オレより熱心にふたみさんの話を聞いていたいちいさんには、明確に食料のありかがわかっているようだった。
「この先が釣りスポットらしいですが、私は釣りがどうも苦手で……」
いちいさんが眉を下げた。
「竿があれば、オレが釣りますよ?」
「昨日の嵐で、海はまだ荒れているようですし、そうでなくとも断崖絶壁で危険らしいですので、魚は諦めましょうか」
「わかりました。あげはじゃないですけど、いつみさんがいたら良かったですね。いつみさんがいつも日焼けしてるのって、釣り焼けかと思ってたら、訓練焼けもあったんですね」
「ああ、ええ」
いちいさんは、いつみさんの話になると何だか歯切れが悪い。
気になったので思い切って聞いてみると『護群の素性は、明かしてはならない決まりですので、五位が護群だという話は、どうにも気が引けまして……』と、小さくため息をついた。

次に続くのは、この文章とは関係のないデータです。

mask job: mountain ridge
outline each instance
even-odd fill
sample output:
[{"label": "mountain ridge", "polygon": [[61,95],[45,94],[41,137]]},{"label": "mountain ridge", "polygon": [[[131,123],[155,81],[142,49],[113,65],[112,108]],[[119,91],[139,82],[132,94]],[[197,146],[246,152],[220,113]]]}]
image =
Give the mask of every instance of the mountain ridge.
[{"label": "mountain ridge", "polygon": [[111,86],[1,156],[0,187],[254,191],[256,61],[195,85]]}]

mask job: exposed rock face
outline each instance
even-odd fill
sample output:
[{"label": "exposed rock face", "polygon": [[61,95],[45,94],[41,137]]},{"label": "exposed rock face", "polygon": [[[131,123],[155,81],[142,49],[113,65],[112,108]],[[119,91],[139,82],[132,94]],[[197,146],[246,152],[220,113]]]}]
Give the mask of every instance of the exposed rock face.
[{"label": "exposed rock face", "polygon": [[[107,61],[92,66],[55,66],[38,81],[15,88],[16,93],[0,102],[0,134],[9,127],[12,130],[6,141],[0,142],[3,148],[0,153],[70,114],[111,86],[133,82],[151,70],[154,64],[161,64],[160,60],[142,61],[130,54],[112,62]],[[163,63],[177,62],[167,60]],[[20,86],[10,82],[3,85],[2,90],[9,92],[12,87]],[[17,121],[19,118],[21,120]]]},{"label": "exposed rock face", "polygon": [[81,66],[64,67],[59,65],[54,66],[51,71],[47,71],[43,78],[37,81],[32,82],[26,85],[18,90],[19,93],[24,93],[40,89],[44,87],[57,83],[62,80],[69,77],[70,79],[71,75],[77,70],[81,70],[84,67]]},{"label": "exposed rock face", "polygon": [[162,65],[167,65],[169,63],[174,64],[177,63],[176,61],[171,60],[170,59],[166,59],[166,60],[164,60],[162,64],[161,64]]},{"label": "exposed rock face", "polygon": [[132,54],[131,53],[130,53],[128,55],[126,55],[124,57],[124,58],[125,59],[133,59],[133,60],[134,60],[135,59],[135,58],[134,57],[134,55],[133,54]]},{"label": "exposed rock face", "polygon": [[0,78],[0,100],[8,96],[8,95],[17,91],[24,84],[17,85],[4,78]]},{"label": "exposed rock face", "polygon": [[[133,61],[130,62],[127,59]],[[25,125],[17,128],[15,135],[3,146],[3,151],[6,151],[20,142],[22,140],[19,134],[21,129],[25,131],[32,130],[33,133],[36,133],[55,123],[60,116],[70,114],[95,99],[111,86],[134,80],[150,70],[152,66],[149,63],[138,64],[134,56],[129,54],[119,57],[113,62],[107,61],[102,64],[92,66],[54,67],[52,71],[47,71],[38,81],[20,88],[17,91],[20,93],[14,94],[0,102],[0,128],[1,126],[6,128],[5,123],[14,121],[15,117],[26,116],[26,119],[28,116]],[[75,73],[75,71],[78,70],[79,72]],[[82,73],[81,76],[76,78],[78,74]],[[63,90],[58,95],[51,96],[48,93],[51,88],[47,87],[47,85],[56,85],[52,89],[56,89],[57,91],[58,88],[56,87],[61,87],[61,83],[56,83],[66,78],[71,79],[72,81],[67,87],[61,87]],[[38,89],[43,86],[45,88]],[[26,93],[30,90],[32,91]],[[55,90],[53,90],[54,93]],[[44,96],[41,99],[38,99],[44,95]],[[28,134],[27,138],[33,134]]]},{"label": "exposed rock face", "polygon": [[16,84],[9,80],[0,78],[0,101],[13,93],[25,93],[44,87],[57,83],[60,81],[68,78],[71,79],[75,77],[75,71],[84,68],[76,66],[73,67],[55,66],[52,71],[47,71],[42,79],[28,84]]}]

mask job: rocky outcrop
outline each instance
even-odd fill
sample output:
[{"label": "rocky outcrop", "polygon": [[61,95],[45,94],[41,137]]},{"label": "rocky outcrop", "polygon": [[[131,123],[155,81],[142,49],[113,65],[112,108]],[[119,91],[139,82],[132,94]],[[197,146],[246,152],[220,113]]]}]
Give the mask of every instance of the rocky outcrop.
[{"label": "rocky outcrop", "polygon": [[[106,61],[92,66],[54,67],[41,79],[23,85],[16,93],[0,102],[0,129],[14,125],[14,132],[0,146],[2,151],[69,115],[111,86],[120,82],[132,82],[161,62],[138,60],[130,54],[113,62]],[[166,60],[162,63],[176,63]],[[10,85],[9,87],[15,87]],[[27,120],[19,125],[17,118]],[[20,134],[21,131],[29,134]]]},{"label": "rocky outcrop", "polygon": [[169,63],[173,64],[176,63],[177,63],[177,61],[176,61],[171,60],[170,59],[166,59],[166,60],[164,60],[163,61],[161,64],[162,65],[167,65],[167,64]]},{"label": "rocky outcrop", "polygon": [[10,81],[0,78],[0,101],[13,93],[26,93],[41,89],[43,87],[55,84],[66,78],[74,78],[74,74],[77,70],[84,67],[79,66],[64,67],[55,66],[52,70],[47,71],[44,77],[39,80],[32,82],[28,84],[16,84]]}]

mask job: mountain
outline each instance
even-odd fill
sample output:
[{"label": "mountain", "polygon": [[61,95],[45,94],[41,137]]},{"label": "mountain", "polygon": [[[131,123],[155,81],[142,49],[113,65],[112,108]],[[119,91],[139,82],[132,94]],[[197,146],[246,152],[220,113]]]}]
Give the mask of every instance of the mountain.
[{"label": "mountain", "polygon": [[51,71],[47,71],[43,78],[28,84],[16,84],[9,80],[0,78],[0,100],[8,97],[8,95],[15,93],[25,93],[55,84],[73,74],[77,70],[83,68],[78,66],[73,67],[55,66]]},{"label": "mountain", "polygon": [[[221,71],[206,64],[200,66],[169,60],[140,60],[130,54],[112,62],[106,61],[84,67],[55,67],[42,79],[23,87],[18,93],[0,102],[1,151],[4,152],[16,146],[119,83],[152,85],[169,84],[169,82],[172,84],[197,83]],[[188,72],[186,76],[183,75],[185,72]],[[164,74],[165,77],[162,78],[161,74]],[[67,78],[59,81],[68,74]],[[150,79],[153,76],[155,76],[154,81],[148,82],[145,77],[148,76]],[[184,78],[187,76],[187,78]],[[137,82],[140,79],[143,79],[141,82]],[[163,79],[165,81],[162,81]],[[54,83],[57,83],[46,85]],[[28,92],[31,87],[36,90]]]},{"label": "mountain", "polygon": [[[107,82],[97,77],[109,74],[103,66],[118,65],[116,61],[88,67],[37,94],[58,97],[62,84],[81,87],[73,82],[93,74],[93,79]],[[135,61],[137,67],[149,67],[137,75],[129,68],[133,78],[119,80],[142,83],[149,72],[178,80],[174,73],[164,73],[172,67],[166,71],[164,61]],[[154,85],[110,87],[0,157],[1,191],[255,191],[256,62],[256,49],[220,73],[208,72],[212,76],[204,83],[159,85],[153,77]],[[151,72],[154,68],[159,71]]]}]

『オレ、絶対誰にも言いません。いや、つい出ちゃうといけないし、普段から護群の話はしないようにします』と言うと、いちいさんは『そうしていただけると助かります。護群に関しましては、鎧鏡の警備の最重要事項ですので』と、にっこり頷いた。
「もう少し行ったところに、ガマズミの実がなっていたと思います。その周りに山菜もあったはずですので、天ぷらにでも……。あ、小麦粉は無事だといいのですが……」
「ダメでも実がありますから。この時期に、食べられる実のなる木があって助かりましたよね」
「本当ですね。ガマズミは、本州あたりですと、もう落ちている頃らしいですが……あ!」
「え?」
「昨夜の嵐で、実が落ちていないといいのですが……」
「あ……」
「落ちてしまったかもしれないと思うと、無性に食べたくなりますね」
心なしか、さっきよりも歩く速度を上げたいちいさんのあとをついていくと、前方に、真っ赤な実をたくさんつけたガマズミの木が見えてきた。
「ああ、良かった!嵐でも落ちなかった実です。受験生の雨花様のゲン担ぎには、うってつけですね」
「あ、本当ですね!おなかいっぱい食べないと」
いちいさんと二人、笑いながらガマズミの実を摘んだ。